От этой тяжести он проснулся и не сразу понял, где находится и почему на него одновременно смотрит столько детских лиц. За окном было совсем светло, мать куда-то ушла, и он пошел в церковь. Его сильно лихорадило. Он старался идти быстрее, но стали словно чужими ноги, пересохло в горле, и Андрей Васильевич почувствовал, что в любой момент с ним может произойти обморок наподобие тех, что часто бывали в детстве от недоедания.
На полдороге за ним увязалась облезлая черная собака. Она терлась о его ноги, иногда забегала вперед, ложилась на спину и блудливо повизгивала. Шорин попытался ее отогнать, но, отбежав на несколько шагов, она возвращалась. Тогда он поднял с земли палку и замахнулся. Собака не испугалась, вильнула хвостом, и он едва удержался от того, чтобы не обрушить кол ей на спину.

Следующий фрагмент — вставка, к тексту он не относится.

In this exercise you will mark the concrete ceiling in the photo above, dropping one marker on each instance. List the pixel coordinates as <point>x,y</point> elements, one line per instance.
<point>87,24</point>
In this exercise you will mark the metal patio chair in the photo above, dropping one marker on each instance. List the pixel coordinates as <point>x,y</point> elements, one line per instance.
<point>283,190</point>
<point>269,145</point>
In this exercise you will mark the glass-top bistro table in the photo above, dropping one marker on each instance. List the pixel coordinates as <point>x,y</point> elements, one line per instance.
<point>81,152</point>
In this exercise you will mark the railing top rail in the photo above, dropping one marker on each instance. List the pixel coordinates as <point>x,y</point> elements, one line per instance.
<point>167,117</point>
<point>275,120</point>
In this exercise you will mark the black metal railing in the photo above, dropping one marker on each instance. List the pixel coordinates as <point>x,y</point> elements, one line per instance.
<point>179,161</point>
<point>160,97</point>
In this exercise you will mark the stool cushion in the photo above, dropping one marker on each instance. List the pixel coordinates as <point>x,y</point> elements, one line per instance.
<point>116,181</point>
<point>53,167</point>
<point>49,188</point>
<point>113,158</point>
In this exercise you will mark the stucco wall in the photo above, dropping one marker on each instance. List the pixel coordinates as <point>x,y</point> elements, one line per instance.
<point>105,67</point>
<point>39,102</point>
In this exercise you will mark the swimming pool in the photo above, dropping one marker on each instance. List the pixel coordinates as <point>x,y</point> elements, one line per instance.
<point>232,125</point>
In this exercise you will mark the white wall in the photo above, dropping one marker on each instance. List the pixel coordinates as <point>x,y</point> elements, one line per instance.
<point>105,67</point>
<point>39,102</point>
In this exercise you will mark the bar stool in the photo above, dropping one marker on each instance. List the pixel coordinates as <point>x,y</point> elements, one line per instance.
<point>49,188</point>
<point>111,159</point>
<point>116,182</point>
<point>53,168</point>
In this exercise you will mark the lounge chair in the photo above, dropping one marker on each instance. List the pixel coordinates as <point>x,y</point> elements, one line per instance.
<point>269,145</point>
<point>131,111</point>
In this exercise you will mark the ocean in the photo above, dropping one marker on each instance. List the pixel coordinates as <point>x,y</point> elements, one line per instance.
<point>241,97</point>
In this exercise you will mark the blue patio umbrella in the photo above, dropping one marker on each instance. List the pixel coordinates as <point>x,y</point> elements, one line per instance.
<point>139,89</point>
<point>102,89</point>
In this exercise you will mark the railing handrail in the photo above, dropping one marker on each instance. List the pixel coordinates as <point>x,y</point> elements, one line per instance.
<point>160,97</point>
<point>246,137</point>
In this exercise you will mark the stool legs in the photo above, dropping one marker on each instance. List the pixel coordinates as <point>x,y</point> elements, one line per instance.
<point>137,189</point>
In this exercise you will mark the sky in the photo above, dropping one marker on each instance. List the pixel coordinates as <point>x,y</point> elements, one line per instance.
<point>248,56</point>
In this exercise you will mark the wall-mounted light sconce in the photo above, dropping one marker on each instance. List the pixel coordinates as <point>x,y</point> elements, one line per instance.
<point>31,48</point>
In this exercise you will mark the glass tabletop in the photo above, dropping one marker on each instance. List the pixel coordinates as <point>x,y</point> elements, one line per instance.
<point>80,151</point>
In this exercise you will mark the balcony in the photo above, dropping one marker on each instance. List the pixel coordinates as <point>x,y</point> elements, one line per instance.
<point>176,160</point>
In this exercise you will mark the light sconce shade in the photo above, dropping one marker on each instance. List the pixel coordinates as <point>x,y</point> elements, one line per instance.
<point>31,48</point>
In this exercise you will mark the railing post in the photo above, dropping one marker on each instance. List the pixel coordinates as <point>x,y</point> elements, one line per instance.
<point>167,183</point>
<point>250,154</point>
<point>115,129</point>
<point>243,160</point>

– Господи, да что же это такое, – проговорил он, отшвыривая палку, – скорей бы дойти.
Никогда ему не было так скверно.
Наконец показалась за домами окруженная каменной оградой высокая пятиглавая церковь с темными куполами. Во дворе стояла машина с московским номером, несколько мужиков тесали доски, и хорошо одетые мужчины и женщины фотографировали наружные фрески и резьбу.
Глядя прямо перед собой, Шорин прошел мимо двух нищенок, грызущих семечки, и стал подниматься по лестнице, но сверху на него крикнули:
– Куда? Куда? Не видно, что ли, пол только вымыли!

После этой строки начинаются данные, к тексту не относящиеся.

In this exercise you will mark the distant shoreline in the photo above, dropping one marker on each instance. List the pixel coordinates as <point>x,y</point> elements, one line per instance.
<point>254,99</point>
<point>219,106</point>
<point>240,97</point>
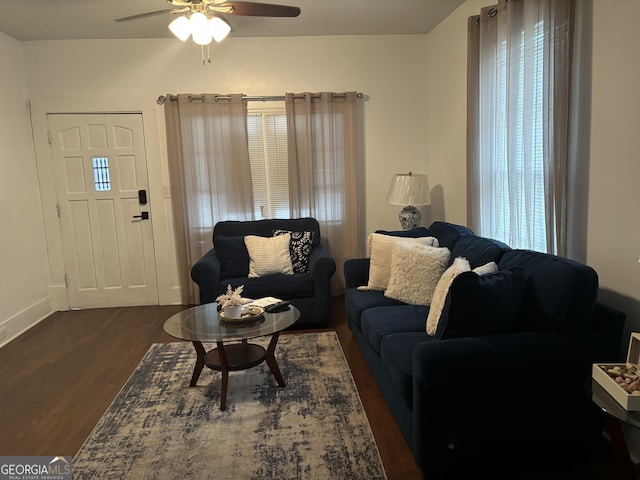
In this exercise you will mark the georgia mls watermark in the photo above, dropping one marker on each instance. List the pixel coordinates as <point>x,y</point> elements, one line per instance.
<point>35,468</point>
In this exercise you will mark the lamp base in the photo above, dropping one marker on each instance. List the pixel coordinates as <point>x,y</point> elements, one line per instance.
<point>409,217</point>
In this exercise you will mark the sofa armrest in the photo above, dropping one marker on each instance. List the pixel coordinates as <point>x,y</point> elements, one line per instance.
<point>206,273</point>
<point>476,396</point>
<point>356,272</point>
<point>322,266</point>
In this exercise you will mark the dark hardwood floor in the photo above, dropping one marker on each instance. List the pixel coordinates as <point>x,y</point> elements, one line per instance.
<point>58,378</point>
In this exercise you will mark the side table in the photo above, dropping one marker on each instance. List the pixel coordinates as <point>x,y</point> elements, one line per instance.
<point>616,417</point>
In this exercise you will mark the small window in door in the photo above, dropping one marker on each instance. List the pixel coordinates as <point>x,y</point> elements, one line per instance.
<point>101,177</point>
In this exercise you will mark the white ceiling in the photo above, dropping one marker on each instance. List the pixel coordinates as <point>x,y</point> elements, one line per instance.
<point>82,19</point>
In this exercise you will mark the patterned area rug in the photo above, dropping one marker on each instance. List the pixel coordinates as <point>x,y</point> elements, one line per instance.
<point>160,428</point>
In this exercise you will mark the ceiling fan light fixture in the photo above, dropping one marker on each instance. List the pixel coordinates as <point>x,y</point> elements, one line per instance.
<point>200,29</point>
<point>219,29</point>
<point>181,28</point>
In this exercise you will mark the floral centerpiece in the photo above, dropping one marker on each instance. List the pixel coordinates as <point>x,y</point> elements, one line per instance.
<point>232,301</point>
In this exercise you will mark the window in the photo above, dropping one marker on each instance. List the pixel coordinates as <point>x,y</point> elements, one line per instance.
<point>267,132</point>
<point>101,179</point>
<point>512,202</point>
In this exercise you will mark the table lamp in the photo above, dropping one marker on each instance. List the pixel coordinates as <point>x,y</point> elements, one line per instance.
<point>409,189</point>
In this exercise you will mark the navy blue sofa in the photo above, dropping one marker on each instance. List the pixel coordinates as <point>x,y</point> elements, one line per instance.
<point>227,263</point>
<point>479,400</point>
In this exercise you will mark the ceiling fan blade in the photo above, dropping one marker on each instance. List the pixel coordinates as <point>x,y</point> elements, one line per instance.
<point>255,9</point>
<point>150,14</point>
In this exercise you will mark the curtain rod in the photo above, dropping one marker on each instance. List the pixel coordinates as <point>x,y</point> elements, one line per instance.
<point>249,98</point>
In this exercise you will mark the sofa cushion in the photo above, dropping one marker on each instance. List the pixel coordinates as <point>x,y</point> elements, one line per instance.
<point>381,249</point>
<point>300,248</point>
<point>415,271</point>
<point>265,228</point>
<point>448,233</point>
<point>379,322</point>
<point>269,255</point>
<point>560,294</point>
<point>411,233</point>
<point>480,305</point>
<point>357,301</point>
<point>299,285</point>
<point>396,351</point>
<point>233,256</point>
<point>478,250</point>
<point>458,266</point>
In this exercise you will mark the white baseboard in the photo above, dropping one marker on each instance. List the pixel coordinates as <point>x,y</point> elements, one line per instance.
<point>19,323</point>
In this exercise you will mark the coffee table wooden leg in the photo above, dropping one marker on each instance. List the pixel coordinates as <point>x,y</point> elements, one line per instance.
<point>224,369</point>
<point>200,354</point>
<point>271,360</point>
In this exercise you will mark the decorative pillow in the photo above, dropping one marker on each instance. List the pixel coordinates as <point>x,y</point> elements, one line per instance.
<point>380,247</point>
<point>458,266</point>
<point>268,255</point>
<point>415,271</point>
<point>300,248</point>
<point>482,305</point>
<point>490,267</point>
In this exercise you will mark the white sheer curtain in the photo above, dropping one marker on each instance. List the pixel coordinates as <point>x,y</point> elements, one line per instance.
<point>324,144</point>
<point>519,55</point>
<point>210,172</point>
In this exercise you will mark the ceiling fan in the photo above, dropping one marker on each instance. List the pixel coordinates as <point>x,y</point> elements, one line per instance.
<point>254,9</point>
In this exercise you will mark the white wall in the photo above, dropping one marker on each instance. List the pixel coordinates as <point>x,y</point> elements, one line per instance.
<point>613,247</point>
<point>415,119</point>
<point>24,278</point>
<point>390,70</point>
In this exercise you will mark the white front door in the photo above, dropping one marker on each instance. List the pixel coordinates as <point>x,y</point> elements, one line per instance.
<point>101,182</point>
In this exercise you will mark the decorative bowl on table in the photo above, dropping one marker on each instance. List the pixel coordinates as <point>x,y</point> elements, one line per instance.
<point>248,313</point>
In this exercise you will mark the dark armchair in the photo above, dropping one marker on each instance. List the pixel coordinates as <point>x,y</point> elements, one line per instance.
<point>227,263</point>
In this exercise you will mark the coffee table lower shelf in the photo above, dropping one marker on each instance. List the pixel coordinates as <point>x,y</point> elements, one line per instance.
<point>232,357</point>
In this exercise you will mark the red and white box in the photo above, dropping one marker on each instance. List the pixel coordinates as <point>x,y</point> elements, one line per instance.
<point>599,374</point>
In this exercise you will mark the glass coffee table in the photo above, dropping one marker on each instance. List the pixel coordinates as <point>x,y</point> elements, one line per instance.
<point>202,324</point>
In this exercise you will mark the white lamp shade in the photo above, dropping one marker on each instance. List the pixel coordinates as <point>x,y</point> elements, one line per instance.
<point>219,29</point>
<point>200,29</point>
<point>409,189</point>
<point>181,27</point>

– Мне бы священника увидеть, – сказал он, держась рукой за перила.
– Священника, – проворчала женщина в синем халате, – на что он вам? Служба кончилась, а они все ходят. Не буду я его звать! Батюшка отдыхает.
Шорин поглядел на нее и понял, что она действительно его не позовет. Тогда он достал свое удостоверение и молча показал его женщине. Та нахмурилась и быстро пошла по галерее мимо ярких фресок, кивком позвав журналиста за собою.
Священник оказался пожилым полным человеком. Слушая Шорина, он пощупывал аккуратно седую бородку, качая головой, а потом неуверенно и несколько недоуменно произнес:
– Мы так-то больше по воскресеньям крестим. Да и вам бы подготовиться надо, попоститься недельку, на службу походить.
– Я бы хотел сегодня, – попросил Шорин.
– Уж и не знаю, как быть, – пробормотал священник, угадывая в пришедшем тот самый тип людей, облеченных властью, с которыми ему хоть и не часто, но все же приходилось иметь дело по разным неприятным поводам. И все-таки, не удержавшись, спросил: – Что ж вы, ждали столько лет, а сейчас торопитесь? Да и как без исповеди в ваши-то годы?
У него был тихий ровный голос, небольшие, но очень внимательные глаза, смотревшие немного настороженно и устало, и Шорин подумал, что этот человек очень болен.
– Я, батюшка, лгал часто, – вырвалось у него вдруг против воли.
– В мире много лжи, – отозвался священник не сразу и опустил глаза. – Ну да ладно, вы приходите тогда вечером после службы. Да рубашку с собой принесите белую.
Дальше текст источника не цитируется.